Thursday, November 3, 2011

Mobile screen-spy software recreates passwords

"When one types text messages, emails and login credentials on one's virtual iPhone or Android keyboard, larger bubbles containing each character pop up for a second while the individual keys are being pressed.

But handy as the feature undoubtedly is for those users who have trouble deciphering the smaller characters on the keyboard, it can also be misused for spying on the users' activity.

When typing in confidential information on the phone, the more paranoid among us usually surreptitiously check if someone is behind or near us and can read what we write. But, according to a team of researchers from the University of North Carolina at Chapel Hill, that might not be enough to thwart resolute spies.

To prove their point, they have developed a program called iSpy, which can identify the text a user has typed in by analyzing video footage of the screen while he was doing it.
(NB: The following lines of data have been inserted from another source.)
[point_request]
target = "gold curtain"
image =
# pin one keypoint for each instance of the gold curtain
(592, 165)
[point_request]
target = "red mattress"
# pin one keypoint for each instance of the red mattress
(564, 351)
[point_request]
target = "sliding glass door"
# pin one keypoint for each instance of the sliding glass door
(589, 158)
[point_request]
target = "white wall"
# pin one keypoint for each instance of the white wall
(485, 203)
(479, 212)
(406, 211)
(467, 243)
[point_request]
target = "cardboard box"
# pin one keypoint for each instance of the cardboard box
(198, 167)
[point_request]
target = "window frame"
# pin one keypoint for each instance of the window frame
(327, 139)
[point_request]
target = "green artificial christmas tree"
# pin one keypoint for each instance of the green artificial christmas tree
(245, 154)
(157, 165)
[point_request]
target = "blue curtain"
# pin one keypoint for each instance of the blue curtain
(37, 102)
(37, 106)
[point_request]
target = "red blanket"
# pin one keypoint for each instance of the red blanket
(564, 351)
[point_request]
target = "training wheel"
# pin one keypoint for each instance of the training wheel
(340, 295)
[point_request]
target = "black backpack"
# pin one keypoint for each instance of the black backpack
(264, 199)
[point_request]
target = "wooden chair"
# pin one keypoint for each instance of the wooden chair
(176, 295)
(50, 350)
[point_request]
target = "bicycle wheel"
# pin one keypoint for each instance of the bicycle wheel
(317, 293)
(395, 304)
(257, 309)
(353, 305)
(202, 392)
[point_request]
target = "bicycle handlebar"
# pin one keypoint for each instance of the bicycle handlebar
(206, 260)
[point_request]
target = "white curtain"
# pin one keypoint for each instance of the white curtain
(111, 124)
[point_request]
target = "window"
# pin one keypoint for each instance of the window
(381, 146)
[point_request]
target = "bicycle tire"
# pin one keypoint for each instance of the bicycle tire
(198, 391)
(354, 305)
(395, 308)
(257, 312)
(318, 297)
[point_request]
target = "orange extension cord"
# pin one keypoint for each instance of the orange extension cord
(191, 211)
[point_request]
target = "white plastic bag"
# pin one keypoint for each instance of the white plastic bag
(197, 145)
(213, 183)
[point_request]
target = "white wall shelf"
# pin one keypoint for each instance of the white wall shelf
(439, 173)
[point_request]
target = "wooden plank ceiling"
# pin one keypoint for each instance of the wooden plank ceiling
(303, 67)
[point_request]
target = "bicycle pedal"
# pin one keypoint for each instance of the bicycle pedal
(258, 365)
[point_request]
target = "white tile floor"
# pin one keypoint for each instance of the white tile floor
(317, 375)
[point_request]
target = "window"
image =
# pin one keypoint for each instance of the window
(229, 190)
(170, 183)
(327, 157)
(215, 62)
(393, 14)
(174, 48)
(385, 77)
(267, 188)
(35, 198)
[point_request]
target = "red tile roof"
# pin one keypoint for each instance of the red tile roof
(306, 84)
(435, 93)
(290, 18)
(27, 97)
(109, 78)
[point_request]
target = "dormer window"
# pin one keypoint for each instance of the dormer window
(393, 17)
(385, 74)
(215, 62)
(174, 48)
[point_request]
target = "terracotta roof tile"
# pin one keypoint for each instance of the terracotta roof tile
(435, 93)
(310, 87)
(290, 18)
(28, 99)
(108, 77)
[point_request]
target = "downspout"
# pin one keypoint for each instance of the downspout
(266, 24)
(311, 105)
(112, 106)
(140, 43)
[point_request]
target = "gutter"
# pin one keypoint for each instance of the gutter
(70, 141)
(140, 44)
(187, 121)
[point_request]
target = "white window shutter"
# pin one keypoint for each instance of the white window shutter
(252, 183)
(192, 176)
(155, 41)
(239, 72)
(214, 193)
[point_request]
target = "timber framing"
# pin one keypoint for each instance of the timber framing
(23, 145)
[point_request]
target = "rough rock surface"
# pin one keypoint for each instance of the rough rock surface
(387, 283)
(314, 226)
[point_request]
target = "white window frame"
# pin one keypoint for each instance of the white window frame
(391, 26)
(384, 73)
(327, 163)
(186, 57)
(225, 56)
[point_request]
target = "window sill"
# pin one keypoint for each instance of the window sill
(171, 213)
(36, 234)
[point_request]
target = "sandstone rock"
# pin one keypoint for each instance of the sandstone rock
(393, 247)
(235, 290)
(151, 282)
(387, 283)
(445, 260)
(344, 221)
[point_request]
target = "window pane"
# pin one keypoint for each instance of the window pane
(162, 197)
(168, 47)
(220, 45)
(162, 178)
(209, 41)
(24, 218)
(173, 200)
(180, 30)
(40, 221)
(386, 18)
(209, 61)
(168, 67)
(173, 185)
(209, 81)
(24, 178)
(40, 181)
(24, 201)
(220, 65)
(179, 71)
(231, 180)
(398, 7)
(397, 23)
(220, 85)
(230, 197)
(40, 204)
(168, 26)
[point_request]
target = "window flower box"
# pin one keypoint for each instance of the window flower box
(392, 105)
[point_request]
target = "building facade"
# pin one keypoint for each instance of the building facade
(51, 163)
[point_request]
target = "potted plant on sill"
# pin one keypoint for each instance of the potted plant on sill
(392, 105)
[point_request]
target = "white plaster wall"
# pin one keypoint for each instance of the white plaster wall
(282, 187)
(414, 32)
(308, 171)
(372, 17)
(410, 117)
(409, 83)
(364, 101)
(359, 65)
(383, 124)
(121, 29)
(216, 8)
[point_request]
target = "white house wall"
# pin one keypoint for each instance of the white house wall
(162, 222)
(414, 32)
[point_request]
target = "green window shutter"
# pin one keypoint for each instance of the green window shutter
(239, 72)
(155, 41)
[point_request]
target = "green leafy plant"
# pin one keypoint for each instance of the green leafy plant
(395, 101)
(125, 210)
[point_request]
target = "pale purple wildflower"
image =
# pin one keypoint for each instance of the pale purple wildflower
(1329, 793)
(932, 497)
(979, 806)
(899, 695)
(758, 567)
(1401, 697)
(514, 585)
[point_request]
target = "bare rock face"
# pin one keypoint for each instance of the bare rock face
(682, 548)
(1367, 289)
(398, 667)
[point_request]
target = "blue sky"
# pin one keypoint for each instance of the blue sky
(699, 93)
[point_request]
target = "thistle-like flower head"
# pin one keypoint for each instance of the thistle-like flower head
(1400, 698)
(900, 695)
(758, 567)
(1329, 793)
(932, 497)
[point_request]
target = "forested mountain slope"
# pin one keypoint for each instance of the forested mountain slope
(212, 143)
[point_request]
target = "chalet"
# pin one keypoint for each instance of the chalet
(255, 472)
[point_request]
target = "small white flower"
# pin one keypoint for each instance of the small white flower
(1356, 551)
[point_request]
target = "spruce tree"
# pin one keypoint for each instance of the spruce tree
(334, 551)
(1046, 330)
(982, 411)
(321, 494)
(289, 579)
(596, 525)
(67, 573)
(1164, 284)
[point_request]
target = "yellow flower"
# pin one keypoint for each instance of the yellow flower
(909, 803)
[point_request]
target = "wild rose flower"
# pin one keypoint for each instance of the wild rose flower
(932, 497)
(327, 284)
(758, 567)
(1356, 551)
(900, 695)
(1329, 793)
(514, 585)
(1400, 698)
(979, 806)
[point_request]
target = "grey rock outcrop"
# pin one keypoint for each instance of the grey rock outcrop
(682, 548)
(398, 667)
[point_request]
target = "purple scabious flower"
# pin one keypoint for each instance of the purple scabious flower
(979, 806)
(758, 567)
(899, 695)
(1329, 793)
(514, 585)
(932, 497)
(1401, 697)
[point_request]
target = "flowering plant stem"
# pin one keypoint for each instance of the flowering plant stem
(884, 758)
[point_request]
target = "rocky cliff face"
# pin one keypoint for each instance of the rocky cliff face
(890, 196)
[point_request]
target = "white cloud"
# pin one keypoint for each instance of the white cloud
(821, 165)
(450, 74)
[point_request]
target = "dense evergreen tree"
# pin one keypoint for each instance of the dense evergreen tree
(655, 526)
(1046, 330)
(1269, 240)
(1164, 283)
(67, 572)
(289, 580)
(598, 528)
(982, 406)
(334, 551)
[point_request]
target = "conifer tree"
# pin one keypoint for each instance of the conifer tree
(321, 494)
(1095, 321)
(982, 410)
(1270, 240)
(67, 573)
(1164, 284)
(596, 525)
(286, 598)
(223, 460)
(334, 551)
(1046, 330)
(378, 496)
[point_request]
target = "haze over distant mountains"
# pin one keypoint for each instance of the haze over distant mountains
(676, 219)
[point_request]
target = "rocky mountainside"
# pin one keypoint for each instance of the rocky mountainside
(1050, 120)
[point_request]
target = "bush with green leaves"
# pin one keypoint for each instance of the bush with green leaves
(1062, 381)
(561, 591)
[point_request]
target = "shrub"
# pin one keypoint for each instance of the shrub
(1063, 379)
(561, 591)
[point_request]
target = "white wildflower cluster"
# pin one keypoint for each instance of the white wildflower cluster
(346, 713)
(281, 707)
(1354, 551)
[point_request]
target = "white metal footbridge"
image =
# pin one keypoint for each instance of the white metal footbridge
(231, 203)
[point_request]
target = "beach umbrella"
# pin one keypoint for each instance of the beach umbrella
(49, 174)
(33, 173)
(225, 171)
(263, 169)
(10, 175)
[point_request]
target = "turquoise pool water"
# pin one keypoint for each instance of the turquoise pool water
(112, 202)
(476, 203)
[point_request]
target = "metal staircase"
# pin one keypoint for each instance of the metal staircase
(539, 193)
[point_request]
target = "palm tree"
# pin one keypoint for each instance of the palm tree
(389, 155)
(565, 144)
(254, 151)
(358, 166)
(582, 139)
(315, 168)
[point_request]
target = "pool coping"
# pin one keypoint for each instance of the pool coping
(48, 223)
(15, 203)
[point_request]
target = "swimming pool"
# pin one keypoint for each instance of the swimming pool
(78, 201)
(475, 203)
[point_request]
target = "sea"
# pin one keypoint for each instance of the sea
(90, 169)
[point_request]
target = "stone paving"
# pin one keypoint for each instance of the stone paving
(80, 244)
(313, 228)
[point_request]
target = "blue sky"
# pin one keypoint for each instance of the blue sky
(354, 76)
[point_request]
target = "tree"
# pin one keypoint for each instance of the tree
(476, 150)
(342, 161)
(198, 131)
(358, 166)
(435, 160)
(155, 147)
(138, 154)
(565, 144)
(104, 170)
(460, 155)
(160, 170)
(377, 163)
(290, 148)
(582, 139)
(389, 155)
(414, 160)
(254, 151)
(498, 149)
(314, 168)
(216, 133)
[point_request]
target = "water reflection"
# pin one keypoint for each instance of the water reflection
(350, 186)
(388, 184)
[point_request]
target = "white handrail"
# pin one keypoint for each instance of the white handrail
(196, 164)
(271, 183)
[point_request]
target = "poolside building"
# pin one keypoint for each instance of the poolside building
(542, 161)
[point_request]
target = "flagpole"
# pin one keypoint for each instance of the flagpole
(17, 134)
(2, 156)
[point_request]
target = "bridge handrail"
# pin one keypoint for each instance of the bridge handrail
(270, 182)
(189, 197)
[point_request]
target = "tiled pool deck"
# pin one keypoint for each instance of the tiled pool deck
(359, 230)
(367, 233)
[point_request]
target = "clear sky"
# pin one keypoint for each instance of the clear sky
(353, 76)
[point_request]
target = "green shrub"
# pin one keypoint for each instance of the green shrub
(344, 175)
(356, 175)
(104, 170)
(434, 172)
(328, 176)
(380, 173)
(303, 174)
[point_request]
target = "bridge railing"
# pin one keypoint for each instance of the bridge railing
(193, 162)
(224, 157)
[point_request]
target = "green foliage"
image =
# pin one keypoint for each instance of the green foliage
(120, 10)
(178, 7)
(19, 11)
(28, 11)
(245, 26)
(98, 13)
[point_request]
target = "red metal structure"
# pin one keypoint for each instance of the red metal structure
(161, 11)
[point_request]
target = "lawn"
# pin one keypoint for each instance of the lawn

And what's worse, the program can even extract that information from the footage of the screen as it is reflected in a window or one's sunglasses.

To do this, the spy doesn't have to have telescopic lenses or high-end equipment - smartphone cameras are more than enough.

"We then use a number of computer vision techniques to process the recorded video, identifying, for each frame, potential keys that were pressed," explain the researchers. "This visual detection, coupled with a language model, enables us to achieve surprisingly accurate sentence retrieval results, even under challenging real-world scenarios."